Fantastica, la Quadriennale dei contrasti e delle convivenze

Spazi che comprimono, sezioni che respirano, identità che si incrociano. Apre la manifestazione a Palazzo delle Esposizioni

La preview di Fantastica, la 18ª Quadriennale d’arte al Palazzo delle Esposizioni di Roma, si è aperta con una performance di Antonio Della Guardia che ha imposto fin da subito il tono della mostra. Sul grande scalone centrale, l’artista ha dato forma a un gesto fisico e mentale, misurando il corpo di due performer con lo spazio in una partitura di movimenti decisi, lenti, specchiati, capaci di restituire la tensione tra resistenza e fragilità. È un inizio silenzioso ma eloquente, che invita a leggere l’intera Quadriennale come un organismo vivo, costruito su presenze, relazioni e sguardi.
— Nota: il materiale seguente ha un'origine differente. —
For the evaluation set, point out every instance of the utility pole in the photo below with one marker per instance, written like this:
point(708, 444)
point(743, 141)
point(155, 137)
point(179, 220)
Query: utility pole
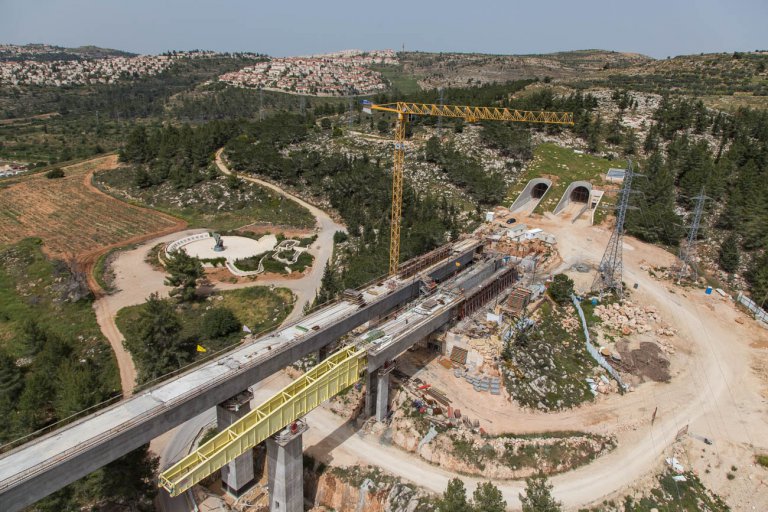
point(351, 106)
point(261, 104)
point(687, 252)
point(609, 273)
point(440, 118)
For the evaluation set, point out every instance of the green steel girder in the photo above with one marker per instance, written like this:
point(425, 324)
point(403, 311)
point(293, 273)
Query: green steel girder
point(339, 371)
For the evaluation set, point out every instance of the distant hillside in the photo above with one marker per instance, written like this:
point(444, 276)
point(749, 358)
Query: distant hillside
point(704, 74)
point(45, 52)
point(461, 69)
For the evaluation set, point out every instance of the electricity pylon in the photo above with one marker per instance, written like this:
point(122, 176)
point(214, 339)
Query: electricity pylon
point(687, 251)
point(611, 269)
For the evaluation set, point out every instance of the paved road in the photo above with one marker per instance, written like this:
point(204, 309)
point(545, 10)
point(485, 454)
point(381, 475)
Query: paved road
point(135, 279)
point(712, 390)
point(306, 288)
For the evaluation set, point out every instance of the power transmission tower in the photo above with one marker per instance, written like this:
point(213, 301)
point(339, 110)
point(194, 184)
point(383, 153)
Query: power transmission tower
point(440, 119)
point(609, 273)
point(350, 91)
point(261, 104)
point(687, 251)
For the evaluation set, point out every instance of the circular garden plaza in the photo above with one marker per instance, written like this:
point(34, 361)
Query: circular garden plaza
point(245, 255)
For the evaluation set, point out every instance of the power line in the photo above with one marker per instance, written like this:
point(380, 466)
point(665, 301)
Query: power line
point(440, 118)
point(610, 271)
point(687, 251)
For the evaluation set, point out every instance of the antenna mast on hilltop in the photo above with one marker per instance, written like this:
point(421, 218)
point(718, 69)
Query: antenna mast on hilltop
point(440, 119)
point(609, 273)
point(686, 252)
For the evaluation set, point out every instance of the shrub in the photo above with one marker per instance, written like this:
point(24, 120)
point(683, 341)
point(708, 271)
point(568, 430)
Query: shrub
point(340, 237)
point(561, 288)
point(219, 322)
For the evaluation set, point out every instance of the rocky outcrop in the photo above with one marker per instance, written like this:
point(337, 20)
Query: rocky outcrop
point(365, 489)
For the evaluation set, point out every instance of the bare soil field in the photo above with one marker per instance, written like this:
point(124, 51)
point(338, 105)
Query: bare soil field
point(73, 218)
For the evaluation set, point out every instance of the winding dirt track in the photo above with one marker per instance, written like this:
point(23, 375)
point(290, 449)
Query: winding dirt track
point(135, 279)
point(712, 391)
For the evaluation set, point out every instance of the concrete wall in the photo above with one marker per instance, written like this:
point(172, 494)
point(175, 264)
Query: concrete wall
point(527, 195)
point(566, 199)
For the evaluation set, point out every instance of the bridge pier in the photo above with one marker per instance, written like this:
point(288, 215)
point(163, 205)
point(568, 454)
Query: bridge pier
point(377, 391)
point(285, 464)
point(237, 476)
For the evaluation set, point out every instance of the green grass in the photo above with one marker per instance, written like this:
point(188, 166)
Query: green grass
point(209, 204)
point(403, 82)
point(562, 166)
point(29, 284)
point(257, 307)
point(563, 385)
point(550, 452)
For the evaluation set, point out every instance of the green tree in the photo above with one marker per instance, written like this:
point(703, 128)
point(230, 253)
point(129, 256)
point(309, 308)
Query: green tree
point(184, 272)
point(655, 219)
point(728, 256)
point(219, 322)
point(561, 288)
point(154, 340)
point(488, 498)
point(432, 150)
point(76, 388)
point(455, 498)
point(130, 480)
point(538, 495)
point(10, 378)
point(758, 279)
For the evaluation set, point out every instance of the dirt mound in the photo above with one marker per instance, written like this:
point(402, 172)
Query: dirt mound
point(646, 361)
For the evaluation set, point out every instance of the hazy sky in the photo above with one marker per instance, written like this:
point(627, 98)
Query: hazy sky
point(292, 27)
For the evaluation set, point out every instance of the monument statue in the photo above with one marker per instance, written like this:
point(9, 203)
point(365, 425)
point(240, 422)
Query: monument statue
point(219, 247)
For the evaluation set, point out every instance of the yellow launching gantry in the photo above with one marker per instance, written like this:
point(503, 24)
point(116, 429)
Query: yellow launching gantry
point(469, 114)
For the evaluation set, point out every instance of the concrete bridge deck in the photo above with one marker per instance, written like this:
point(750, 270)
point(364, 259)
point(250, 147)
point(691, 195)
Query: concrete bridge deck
point(50, 462)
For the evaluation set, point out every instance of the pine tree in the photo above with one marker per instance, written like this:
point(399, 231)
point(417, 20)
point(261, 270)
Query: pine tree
point(154, 340)
point(184, 272)
point(758, 280)
point(655, 219)
point(488, 498)
point(455, 498)
point(729, 257)
point(538, 495)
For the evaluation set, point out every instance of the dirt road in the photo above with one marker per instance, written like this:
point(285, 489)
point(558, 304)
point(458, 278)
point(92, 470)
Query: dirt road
point(711, 391)
point(322, 249)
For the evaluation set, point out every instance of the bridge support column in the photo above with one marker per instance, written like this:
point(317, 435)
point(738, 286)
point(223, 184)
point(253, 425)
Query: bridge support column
point(377, 391)
point(285, 465)
point(371, 385)
point(237, 476)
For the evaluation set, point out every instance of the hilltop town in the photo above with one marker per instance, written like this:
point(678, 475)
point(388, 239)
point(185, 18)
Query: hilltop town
point(336, 74)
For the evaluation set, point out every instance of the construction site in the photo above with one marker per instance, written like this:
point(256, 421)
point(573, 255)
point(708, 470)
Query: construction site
point(539, 343)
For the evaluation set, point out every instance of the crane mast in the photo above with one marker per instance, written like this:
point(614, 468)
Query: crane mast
point(468, 113)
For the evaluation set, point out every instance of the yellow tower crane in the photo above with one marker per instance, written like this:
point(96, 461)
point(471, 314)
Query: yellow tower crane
point(469, 114)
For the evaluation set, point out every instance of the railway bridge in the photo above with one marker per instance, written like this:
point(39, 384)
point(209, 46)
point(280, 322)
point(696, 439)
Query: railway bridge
point(46, 464)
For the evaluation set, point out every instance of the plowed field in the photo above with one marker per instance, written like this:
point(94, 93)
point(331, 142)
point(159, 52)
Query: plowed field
point(72, 217)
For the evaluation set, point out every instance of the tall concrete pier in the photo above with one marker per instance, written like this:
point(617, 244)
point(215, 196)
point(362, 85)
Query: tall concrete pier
point(237, 476)
point(285, 465)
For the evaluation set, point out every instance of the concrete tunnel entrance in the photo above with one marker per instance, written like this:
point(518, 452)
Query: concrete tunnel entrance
point(580, 194)
point(539, 190)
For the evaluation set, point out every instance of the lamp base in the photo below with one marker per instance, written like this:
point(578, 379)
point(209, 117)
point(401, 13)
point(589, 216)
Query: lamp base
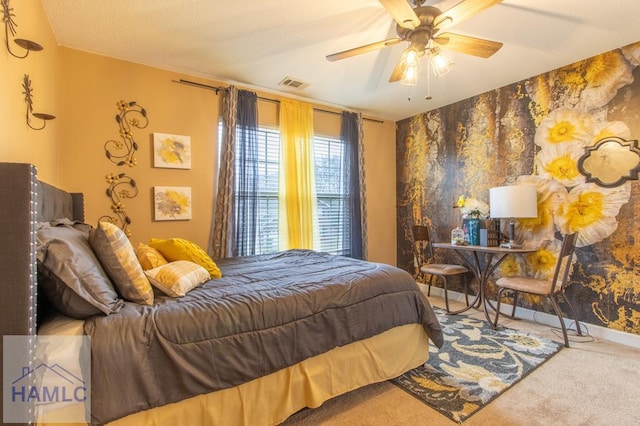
point(511, 245)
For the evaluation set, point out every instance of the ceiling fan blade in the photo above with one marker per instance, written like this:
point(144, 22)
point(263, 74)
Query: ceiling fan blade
point(396, 75)
point(469, 45)
point(462, 11)
point(402, 13)
point(362, 49)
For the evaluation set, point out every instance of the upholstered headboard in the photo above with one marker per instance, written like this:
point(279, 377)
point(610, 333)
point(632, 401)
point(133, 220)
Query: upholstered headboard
point(25, 202)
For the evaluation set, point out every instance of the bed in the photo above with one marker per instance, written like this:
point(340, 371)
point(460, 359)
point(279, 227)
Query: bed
point(275, 334)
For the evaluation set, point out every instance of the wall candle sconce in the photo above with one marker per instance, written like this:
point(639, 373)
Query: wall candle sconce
point(10, 27)
point(28, 99)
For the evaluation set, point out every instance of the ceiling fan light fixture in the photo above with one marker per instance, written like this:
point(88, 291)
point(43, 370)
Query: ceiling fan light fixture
point(441, 63)
point(410, 75)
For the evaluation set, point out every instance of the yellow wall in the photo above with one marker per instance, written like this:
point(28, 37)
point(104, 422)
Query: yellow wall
point(21, 144)
point(83, 89)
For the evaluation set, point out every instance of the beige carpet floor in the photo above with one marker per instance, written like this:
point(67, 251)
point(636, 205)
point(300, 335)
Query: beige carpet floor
point(594, 382)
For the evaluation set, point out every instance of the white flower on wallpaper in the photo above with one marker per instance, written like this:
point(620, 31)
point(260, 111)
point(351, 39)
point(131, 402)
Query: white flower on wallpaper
point(632, 53)
point(551, 194)
point(605, 74)
point(590, 211)
point(611, 129)
point(560, 162)
point(565, 126)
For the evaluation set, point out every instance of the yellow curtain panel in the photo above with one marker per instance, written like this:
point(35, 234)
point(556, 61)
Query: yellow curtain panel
point(297, 196)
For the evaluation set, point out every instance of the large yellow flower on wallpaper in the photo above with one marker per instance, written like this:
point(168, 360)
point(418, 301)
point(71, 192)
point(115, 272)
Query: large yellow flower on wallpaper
point(560, 162)
point(591, 210)
point(551, 194)
point(604, 75)
point(565, 126)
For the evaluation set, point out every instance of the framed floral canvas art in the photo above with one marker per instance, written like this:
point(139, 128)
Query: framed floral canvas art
point(172, 202)
point(171, 151)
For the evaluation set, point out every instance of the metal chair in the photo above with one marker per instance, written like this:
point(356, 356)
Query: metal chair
point(551, 288)
point(425, 262)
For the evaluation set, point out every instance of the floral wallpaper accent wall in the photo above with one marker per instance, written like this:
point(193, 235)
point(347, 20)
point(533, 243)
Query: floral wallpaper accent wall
point(533, 132)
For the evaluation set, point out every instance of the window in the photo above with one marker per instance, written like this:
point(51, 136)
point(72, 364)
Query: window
point(330, 188)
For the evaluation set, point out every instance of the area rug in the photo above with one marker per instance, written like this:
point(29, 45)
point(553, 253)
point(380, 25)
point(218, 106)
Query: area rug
point(474, 366)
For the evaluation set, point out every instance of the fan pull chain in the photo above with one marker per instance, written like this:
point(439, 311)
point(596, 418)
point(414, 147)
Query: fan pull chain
point(428, 97)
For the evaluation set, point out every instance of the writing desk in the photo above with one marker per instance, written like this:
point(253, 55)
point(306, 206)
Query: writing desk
point(481, 268)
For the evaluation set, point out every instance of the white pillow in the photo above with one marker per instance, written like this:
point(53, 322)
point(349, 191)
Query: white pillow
point(176, 278)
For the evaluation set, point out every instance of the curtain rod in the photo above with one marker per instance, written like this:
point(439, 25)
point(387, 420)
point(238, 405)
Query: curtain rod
point(219, 89)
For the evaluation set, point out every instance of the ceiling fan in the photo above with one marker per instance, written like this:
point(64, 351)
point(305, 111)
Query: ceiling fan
point(422, 26)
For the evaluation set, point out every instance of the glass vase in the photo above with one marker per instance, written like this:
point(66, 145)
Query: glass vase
point(473, 229)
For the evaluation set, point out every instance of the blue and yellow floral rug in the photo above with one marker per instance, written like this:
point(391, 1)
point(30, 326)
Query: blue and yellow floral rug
point(474, 366)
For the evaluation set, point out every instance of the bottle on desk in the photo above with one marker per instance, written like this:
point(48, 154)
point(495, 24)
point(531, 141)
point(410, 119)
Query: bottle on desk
point(457, 236)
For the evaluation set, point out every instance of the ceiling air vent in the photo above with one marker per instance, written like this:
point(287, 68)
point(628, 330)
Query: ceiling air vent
point(292, 82)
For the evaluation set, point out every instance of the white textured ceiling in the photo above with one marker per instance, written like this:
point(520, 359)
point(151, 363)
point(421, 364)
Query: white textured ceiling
point(256, 43)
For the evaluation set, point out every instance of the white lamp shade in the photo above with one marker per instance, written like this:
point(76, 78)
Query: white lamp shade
point(517, 201)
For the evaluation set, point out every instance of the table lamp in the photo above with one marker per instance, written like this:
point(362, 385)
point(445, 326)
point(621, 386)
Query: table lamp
point(513, 202)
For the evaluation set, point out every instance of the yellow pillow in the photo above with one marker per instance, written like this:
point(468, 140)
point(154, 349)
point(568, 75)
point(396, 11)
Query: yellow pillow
point(180, 249)
point(175, 279)
point(118, 257)
point(149, 257)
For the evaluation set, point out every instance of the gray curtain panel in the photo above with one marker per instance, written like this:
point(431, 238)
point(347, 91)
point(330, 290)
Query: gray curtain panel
point(235, 210)
point(354, 231)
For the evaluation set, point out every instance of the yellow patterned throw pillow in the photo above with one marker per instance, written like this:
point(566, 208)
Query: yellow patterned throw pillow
point(149, 257)
point(118, 257)
point(180, 249)
point(175, 279)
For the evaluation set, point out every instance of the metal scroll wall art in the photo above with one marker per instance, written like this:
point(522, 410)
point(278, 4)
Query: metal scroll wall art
point(10, 27)
point(28, 99)
point(121, 187)
point(122, 152)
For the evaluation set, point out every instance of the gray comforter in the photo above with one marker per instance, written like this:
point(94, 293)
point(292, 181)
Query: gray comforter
point(266, 313)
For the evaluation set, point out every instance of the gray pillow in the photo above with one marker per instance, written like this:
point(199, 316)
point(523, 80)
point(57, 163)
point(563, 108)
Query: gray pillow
point(71, 275)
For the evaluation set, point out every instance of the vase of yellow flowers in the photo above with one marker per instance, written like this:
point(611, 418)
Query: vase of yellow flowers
point(473, 212)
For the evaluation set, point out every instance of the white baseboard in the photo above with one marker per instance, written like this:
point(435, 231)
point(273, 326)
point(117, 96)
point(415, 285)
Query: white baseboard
point(593, 330)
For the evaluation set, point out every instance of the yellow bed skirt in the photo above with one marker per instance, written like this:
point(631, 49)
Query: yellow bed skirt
point(271, 399)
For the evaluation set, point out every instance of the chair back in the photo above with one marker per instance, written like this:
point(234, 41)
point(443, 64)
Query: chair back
point(422, 249)
point(563, 267)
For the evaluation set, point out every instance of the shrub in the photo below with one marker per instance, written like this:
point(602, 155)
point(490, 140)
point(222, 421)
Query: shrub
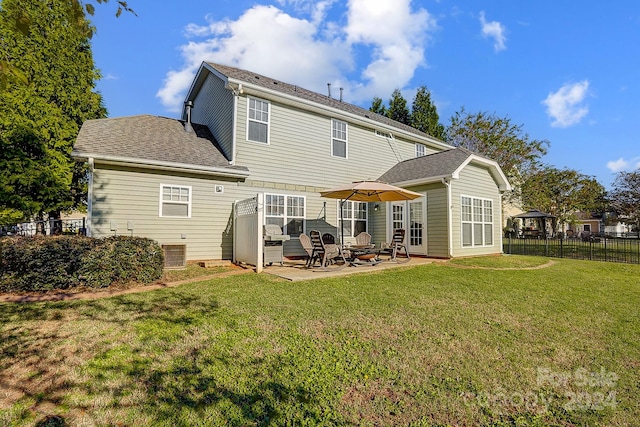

Un’impressione che trova conferma fin dai primi ambienti espositivi, dove l’allestimento — pensato come un sistema di pannellature che moltiplicano i percorsi — finisce talvolta per comprimere più che ampliare la visione. Nella parte centrale, soprattutto, la densità dello spazio rende difficile orientarsi e le opere, invece di dialogare, sembrano costrette a contendersi l’aria. È una scelta forse consapevole, che è specchio fedele della complessità che vuole rappresentare: un sistema dell’arte italiano pieno di energia, ma anche di stratificazioni non sempre conciliabili.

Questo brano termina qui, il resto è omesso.